The cyberthreats confronting ICS are vast anddistinct. One way to cut through the risk: Prioritize resources and efforts in line with the most likely points of attack or failure.

“I’m not saying vulnerabilities don’t matter. I’m just saying we put it as the No. 1 thing when it’s probably not in the top four in terms of what we need to do,” Lee said.

“There’s so much pressure on asset owners and operators to always be patching, and I have responded to more IT people taking down plants through patching than Russia, China and Iran combined,” Lee said. “I just want us to be careful of the risk.”

When the ICS and OT security software vendor’s threat intelligence team looks at vulnerabilities, it ascertains their potential impact to industrial organizations based on two queries:

  • Has it been used in an attack?
  • Could the vulnerability be used in an attack that might cause serious damage?

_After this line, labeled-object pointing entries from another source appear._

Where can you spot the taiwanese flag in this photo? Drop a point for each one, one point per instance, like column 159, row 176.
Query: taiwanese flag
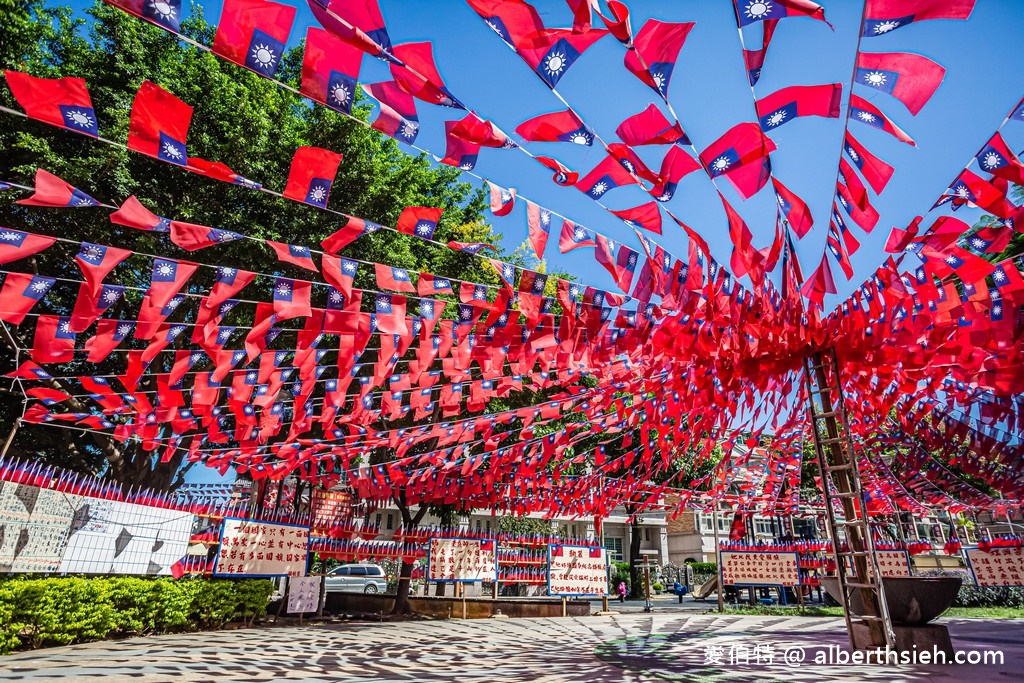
column 676, row 165
column 556, row 127
column 650, row 127
column 168, row 278
column 539, row 224
column 912, row 79
column 358, row 24
column 390, row 278
column 159, row 124
column 654, row 50
column 794, row 209
column 52, row 191
column 480, row 131
column 415, row 72
column 20, row 292
column 330, row 70
column 89, row 305
column 419, row 220
column 311, row 175
column 352, row 230
column 227, row 283
column 742, row 145
column 882, row 16
column 877, row 172
column 785, row 104
column 996, row 158
column 819, row 284
column 133, row 214
column 96, row 261
column 458, row 152
column 647, row 216
column 53, row 342
column 192, row 237
column 397, row 112
column 291, row 298
column 59, row 101
column 340, row 272
column 563, row 176
column 749, row 11
column 253, row 33
column 429, row 285
column 608, row 174
column 390, row 309
column 299, row 256
column 864, row 112
column 573, row 237
column 502, row 200
column 165, row 13
column 550, row 52
column 15, row 244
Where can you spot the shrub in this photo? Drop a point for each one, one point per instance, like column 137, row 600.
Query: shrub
column 65, row 610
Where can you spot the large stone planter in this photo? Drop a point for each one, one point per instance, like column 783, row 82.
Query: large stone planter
column 911, row 600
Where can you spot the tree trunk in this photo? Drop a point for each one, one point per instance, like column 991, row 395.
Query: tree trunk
column 409, row 524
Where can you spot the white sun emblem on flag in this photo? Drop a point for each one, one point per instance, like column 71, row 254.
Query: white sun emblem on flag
column 172, row 151
column 991, row 160
column 555, row 63
column 721, row 164
column 263, row 56
column 80, row 119
column 758, row 9
column 317, row 194
column 340, row 94
column 162, row 9
column 776, row 118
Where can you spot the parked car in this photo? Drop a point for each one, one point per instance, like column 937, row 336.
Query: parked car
column 356, row 578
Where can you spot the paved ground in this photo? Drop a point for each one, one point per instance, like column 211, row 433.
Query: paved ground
column 633, row 647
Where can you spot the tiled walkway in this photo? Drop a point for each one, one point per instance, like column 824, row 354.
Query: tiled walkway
column 628, row 647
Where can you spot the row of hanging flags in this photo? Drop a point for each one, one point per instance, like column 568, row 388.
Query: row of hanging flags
column 694, row 367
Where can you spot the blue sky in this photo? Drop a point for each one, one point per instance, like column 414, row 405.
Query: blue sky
column 710, row 93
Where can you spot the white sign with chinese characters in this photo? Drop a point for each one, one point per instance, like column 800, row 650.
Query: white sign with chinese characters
column 999, row 566
column 462, row 560
column 261, row 549
column 757, row 568
column 577, row 570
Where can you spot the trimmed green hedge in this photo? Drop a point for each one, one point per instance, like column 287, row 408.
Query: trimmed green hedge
column 37, row 612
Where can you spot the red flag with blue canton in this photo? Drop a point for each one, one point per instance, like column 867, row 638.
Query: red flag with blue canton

Any vulnerability that meets one of those factors gets placed in the “you should take care of this now category,” Lee said. “And only 4% rise to the level of, you should do it now.”

The remaining vulnerabilities are almost evenly split between those that might be used for an attack but have negligible impact and those that bear no relevance to ICS or industrial OT, according to Lee.

Vulnerabilities have a correlation to legacy equipment and software, another common target for misplaced priorities in industrial OT.

“There’s this idea that if we didn’t have legacy equipment that we wouldn’t have the risk, and that’s not how the industrial attacks actually happen,” Lee said. “It’s not a let’s rip and replace as if everything could be magically better.”